Quelques années plus tard, ma vie pro était devenue une impasse qui sonnait comme une mauvaise blague, entre périodes d'essai avortées, chômage et petits boulots loin en dessous de mon diplôme.
Au fond de la cave, je me suis regardé dans le miroir, j'ai vu un gros loser, j'ai dit "bon, le juridique c'est cramé. Fais ton deuil. Maintenant, plutôt que de passer le reste de ta vie à être smicard dans des boulots de merde où tu n'as rien à faire, tu vas te prendre par la main et essayer de faire quelque-chose avec tout ce que tu connais de ta passion."
Quelques années plus tard, je suis l'heureux entraîneur de deux associations sportives.
Vraiment? Vraiment?
Bah oui! Pas de retournement de situation sur ce coup-là, je suis vraiment heureux dans ma vie professionnelle, et plutôt en réussite
avec en prime une "rédemption" sociale et à mes propres yeux, par rapport à mes errements de jeunesse qui resteront toujours objectivement tristes.
Néanmoins, c'est un bonheur "global". Quand on regarde en détail, il y a toujours des petits malheurs, comme d'habitude...

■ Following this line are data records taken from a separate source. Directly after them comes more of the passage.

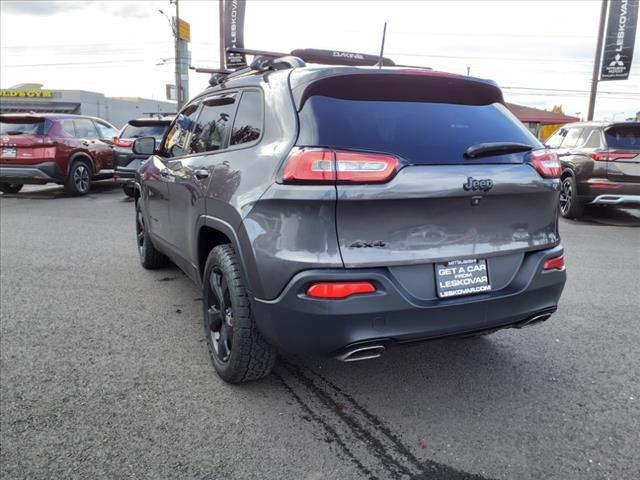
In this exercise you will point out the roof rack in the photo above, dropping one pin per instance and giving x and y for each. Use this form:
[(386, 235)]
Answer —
[(265, 61), (325, 57)]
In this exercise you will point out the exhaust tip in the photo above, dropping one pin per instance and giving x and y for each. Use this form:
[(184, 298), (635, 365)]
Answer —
[(539, 318), (361, 353)]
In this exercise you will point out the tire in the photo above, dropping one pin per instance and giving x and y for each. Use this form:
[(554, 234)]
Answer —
[(10, 187), (570, 206), (238, 351), (79, 179), (129, 191), (150, 258)]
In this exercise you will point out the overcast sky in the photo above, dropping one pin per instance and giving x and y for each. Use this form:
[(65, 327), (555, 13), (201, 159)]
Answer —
[(114, 47)]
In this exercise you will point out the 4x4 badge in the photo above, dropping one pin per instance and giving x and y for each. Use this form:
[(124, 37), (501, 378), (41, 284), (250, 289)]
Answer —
[(484, 184)]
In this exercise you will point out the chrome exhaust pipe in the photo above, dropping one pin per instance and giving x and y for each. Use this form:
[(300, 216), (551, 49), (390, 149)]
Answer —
[(361, 353), (541, 317)]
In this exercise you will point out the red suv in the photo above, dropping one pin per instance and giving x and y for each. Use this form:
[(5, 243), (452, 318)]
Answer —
[(70, 150)]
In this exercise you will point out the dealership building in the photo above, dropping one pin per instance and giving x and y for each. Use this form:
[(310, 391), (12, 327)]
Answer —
[(33, 97)]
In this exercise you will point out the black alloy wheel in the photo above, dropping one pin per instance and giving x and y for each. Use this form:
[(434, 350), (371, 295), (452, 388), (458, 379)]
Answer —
[(150, 257), (79, 179), (219, 315), (238, 351), (570, 206)]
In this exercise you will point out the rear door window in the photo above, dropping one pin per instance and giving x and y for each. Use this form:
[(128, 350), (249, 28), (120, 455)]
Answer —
[(572, 138), (419, 132), (247, 125), (10, 126), (211, 127), (556, 139), (138, 131), (623, 137), (67, 128), (594, 139), (85, 129), (175, 144), (106, 131)]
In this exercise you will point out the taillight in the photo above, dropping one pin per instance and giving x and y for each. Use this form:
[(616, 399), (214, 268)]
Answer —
[(546, 163), (610, 157), (122, 143), (322, 165), (555, 263), (310, 165), (336, 290)]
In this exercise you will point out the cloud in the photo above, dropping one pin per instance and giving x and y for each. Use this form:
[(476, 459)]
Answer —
[(54, 7), (39, 7)]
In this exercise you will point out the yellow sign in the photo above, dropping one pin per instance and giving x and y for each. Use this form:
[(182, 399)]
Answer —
[(26, 93), (184, 30)]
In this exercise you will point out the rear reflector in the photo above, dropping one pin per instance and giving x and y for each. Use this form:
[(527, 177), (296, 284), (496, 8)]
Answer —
[(546, 163), (610, 157), (334, 290), (328, 166), (556, 263), (603, 185)]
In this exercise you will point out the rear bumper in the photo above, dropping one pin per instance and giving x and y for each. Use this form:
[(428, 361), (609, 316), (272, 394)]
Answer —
[(606, 192), (32, 174), (300, 324), (615, 199)]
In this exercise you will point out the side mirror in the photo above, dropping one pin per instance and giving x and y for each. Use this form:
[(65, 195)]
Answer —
[(144, 146)]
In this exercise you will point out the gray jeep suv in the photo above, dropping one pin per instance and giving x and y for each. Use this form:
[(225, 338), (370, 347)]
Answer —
[(338, 211)]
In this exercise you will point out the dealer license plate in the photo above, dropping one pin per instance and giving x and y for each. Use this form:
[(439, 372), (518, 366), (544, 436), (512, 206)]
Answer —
[(462, 277), (9, 152)]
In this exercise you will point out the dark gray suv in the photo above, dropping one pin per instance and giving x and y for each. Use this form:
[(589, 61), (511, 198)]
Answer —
[(338, 211)]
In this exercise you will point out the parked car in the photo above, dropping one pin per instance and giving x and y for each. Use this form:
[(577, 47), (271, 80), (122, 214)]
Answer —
[(125, 161), (600, 164), (70, 150), (339, 211)]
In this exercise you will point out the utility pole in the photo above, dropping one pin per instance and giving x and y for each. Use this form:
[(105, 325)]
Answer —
[(597, 61), (223, 55), (178, 59)]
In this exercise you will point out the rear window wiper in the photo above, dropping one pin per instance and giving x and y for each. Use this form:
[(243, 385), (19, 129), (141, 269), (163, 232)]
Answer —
[(495, 148)]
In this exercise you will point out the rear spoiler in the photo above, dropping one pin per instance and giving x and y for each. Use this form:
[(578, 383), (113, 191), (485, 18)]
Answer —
[(395, 85), (148, 122), (21, 118)]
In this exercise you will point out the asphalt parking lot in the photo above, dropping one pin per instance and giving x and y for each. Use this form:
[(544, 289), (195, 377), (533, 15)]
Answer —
[(105, 373)]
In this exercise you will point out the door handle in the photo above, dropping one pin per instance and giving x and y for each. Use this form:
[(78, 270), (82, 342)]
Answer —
[(201, 173)]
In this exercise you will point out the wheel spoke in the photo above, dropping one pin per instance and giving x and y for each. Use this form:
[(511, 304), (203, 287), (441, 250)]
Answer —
[(214, 318), (224, 346), (216, 280)]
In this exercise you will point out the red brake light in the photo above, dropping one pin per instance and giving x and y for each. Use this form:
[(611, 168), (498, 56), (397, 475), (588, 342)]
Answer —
[(335, 290), (321, 165), (546, 163), (609, 157), (556, 263), (122, 143), (310, 165), (365, 167)]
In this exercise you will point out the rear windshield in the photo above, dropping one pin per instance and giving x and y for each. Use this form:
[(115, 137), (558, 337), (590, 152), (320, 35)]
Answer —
[(157, 131), (419, 132), (623, 137), (22, 127)]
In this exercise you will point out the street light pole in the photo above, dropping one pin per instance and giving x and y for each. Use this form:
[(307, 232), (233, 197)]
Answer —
[(598, 59), (176, 41), (221, 31)]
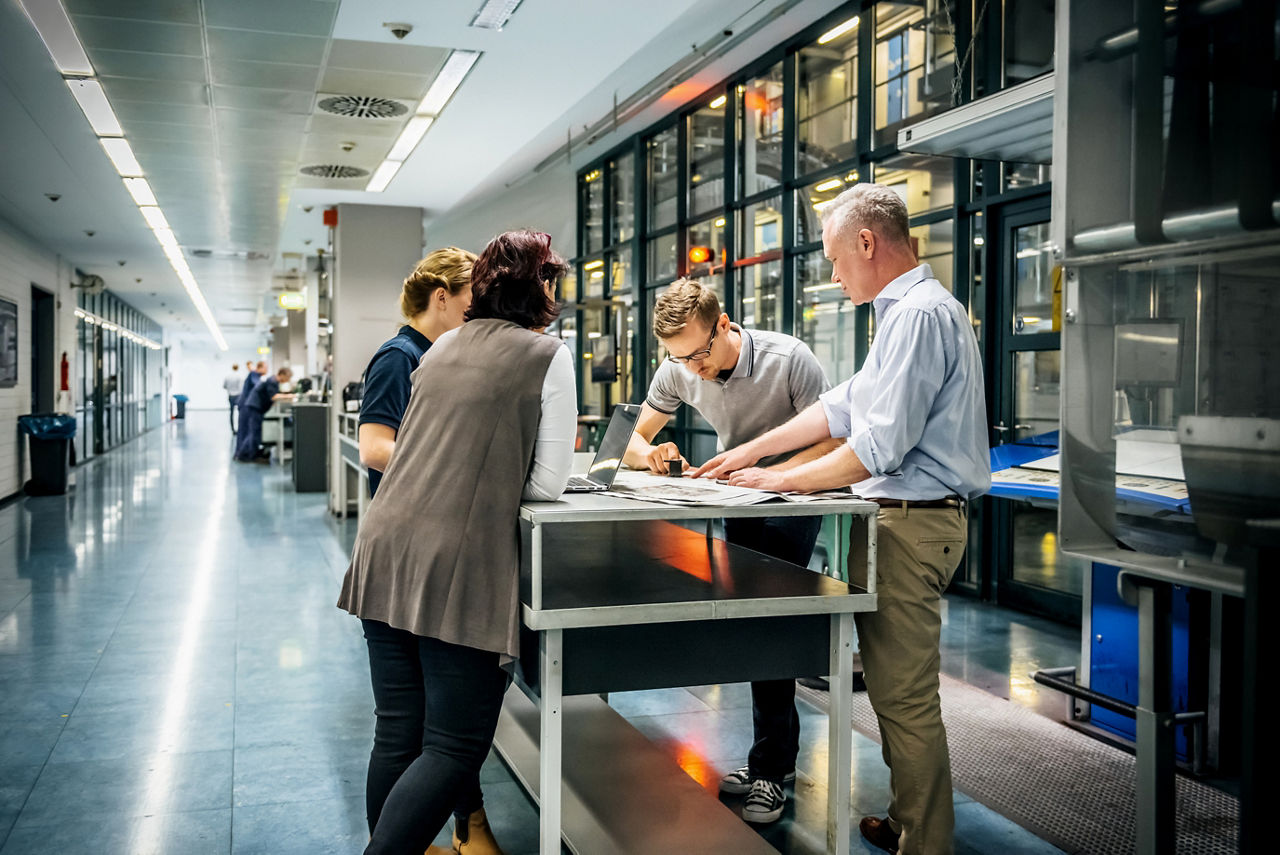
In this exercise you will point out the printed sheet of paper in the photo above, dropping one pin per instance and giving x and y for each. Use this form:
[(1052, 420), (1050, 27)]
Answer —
[(648, 487)]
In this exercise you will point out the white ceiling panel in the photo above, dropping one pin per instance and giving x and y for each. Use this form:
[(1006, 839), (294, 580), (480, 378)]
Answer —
[(232, 120), (160, 92), (302, 17), (223, 154), (142, 132), (131, 111), (179, 12), (265, 47), (145, 36), (387, 55), (240, 97), (163, 67), (269, 76)]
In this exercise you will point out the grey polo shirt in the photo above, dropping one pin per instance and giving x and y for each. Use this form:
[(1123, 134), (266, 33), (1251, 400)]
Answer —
[(776, 376)]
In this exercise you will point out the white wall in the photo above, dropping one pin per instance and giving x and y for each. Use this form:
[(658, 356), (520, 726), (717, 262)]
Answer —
[(544, 202), (23, 261), (199, 369)]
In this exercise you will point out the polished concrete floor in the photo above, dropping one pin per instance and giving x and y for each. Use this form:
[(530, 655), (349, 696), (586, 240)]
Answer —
[(176, 679)]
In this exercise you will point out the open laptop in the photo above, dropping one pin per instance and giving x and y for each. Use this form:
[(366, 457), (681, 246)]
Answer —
[(608, 456)]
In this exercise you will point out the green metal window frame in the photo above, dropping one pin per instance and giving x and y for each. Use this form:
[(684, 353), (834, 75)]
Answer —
[(987, 78)]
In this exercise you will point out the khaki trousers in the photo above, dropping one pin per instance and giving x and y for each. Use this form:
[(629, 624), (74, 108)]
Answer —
[(918, 552)]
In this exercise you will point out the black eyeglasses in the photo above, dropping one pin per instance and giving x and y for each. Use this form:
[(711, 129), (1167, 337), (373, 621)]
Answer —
[(696, 356)]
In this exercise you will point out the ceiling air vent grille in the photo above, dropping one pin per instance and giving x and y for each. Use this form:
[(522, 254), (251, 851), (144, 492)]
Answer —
[(333, 170), (362, 106)]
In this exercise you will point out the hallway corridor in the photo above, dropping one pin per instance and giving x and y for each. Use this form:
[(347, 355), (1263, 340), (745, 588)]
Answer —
[(174, 676)]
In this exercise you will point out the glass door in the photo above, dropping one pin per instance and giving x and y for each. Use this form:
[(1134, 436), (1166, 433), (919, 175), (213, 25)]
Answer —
[(1031, 571)]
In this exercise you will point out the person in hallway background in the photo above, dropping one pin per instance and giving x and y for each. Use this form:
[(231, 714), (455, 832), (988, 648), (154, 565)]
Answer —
[(232, 383), (260, 399), (433, 301), (252, 375), (435, 568), (744, 383), (914, 423)]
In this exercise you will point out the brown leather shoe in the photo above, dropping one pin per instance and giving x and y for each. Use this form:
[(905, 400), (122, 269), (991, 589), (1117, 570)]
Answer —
[(479, 837), (878, 832)]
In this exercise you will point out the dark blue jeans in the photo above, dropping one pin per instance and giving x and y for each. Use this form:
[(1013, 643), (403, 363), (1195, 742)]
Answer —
[(437, 708), (775, 718), (248, 440)]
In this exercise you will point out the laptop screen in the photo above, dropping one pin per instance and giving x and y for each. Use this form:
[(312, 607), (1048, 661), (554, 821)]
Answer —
[(608, 457)]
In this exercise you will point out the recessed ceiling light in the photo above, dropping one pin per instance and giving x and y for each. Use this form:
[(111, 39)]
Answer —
[(494, 14)]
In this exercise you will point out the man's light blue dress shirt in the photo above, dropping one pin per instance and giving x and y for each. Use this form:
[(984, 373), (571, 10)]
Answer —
[(915, 414)]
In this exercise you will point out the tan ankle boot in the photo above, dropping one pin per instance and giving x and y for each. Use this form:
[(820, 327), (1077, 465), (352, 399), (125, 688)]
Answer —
[(479, 837)]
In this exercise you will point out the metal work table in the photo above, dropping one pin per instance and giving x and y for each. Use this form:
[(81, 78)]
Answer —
[(625, 599), (351, 467)]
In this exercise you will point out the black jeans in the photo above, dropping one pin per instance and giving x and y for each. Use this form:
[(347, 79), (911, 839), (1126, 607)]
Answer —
[(775, 718), (437, 707)]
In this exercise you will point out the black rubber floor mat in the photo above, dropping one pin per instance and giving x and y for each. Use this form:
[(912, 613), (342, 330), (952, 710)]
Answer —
[(1065, 787)]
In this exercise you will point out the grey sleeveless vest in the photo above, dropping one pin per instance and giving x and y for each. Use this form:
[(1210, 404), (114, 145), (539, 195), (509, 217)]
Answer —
[(438, 553)]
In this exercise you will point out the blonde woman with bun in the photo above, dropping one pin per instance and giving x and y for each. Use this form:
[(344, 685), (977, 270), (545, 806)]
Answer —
[(433, 301)]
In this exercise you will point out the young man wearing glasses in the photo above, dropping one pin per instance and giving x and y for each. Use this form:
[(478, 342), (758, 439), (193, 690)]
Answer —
[(744, 383)]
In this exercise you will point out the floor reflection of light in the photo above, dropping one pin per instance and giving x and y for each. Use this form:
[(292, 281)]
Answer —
[(694, 763), (170, 732)]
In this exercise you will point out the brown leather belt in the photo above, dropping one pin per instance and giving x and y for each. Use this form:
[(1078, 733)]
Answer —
[(950, 502)]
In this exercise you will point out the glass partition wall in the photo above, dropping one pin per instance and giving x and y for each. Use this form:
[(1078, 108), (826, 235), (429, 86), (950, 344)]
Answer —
[(731, 190), (120, 369)]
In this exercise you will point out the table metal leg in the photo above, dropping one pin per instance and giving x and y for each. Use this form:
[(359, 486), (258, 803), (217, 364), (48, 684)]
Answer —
[(1155, 723), (840, 741), (551, 719)]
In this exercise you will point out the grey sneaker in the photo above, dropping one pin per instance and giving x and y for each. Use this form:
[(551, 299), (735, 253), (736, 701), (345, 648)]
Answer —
[(764, 803), (739, 781)]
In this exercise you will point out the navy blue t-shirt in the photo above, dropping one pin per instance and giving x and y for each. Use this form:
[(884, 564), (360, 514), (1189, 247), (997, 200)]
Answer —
[(263, 393), (247, 389), (387, 384)]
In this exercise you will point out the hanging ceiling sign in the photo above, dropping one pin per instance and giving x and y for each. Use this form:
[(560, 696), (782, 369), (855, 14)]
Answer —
[(293, 300)]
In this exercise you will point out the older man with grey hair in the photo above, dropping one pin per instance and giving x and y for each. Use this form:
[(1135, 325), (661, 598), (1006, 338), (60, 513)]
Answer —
[(914, 424)]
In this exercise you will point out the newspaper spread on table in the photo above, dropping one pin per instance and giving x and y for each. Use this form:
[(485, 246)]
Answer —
[(648, 487)]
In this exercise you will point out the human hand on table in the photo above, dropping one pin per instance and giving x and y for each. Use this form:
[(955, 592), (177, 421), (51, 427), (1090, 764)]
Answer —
[(726, 462), (661, 453)]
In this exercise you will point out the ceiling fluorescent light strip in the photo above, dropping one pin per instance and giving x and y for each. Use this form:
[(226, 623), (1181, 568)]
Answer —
[(494, 14), (141, 191), (446, 83), (64, 46), (837, 31), (154, 216), (55, 30), (92, 100), (410, 137), (90, 318)]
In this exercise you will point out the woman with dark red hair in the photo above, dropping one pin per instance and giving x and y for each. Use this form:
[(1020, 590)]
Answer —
[(434, 575)]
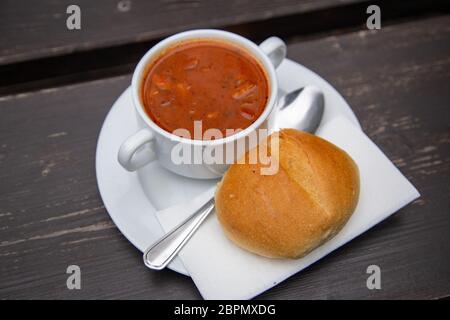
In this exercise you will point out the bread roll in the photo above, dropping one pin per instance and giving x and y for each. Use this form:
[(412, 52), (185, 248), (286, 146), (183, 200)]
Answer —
[(288, 214)]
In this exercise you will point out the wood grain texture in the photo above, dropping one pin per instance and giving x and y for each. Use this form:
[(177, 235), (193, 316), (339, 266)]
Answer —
[(31, 31), (51, 215)]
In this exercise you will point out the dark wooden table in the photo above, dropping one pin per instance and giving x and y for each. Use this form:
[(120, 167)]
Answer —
[(56, 86)]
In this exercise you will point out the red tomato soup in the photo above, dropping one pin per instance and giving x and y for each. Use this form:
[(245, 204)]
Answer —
[(211, 81)]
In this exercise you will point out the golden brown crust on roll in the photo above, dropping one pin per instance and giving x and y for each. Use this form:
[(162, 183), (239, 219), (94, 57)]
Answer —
[(288, 214)]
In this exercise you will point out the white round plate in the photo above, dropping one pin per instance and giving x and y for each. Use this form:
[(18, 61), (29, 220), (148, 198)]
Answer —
[(132, 199)]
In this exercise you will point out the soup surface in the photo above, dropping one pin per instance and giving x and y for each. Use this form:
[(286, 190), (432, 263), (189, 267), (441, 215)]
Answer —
[(210, 81)]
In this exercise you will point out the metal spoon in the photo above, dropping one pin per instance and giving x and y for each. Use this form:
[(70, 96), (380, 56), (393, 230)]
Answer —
[(309, 101)]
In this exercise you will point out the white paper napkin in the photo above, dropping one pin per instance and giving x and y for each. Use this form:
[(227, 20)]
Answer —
[(221, 270)]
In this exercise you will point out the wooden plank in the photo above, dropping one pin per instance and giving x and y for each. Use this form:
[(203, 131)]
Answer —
[(37, 30), (51, 215), (85, 64)]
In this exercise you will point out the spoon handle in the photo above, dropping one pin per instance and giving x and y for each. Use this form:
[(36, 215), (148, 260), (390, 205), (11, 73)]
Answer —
[(159, 255)]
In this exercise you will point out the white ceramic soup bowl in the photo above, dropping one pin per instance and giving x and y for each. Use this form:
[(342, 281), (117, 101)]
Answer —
[(152, 143)]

Je vais donc ici aller dans le détail et vous montrer l'arrière-boutique du travail-passion, avec ses quelques effets pervers à surveiller:
I] "Le prix de la passion" (l'idée fourre-tout dans laquelle ranger les petites merdes)
Rien n'est gratuit en ce bas-monde. Surtout quand c'est bon!
Or, on sait bien que c'est délicieux de travailler sur sa passion. Donc....La citation inutile de tonton Terrigan a écrit :Tout ce qui est bon est immoral, illégal, hors de prix, mauvais pour la santé ou pas d'accord pour coucher avec moi!
...Il va falloir passer à la caisse, à un moment où un autre. La vie est une créancière sympa sur les moyens de paiement. Elle accepte les chèques, CB, paypal, si vous n'avez pas d'argent vous avez bien du temps, et à la fin le plus souvent on paye cash
A] Le prix à payer par rapport au monde
* Moitié professionnel, moitié bénévole.
L'idée c'est que vous ne pourrez jamais TOUJOURS vous retrancher derrière votre fiche de poste. Il y aura toujours plus à faire, et/ou plus de temps à passer.
La bonne nouvelle, c'est que ce que vous faites en plus constitue un facteur de performance, qui vous aidera à atteindre vos objectifs. Car vous en avez. Vous êtes comme le cadre sup ou le chef d'entreprise qui veut surnager quand c'est la merde, et surclasser la concurrence quand tout va bien!
Autre bonne nouvelle, en faire le minimum peut faire partie de vos objectifs. C'est comme tout, ça se planifie, avec une bonne organisation et aussi la motivation et la formation d'amis - bénévoles, toujours prêts à vous aider ou s'impliquer eux-même sur votre activité car elle est belle!
Dans ce contexte, vous garderez toujours un petit côté "j'en fais plus bénévolement" pour maintenir votre image. Car l'image du roi fainéant ou du fonctionnaire n'est motivante pour personne.
* Crise économique et concurrence entre travailleurs.
Non seulement c'est la crise, y'a plus de sous pour l'industrie lourde, alors pour votre passion c'est même pas la peine, mais en plus, du côté de vos collègues, et donc concurrents sur le marché du travail, y'a du monde sur la corde à linge!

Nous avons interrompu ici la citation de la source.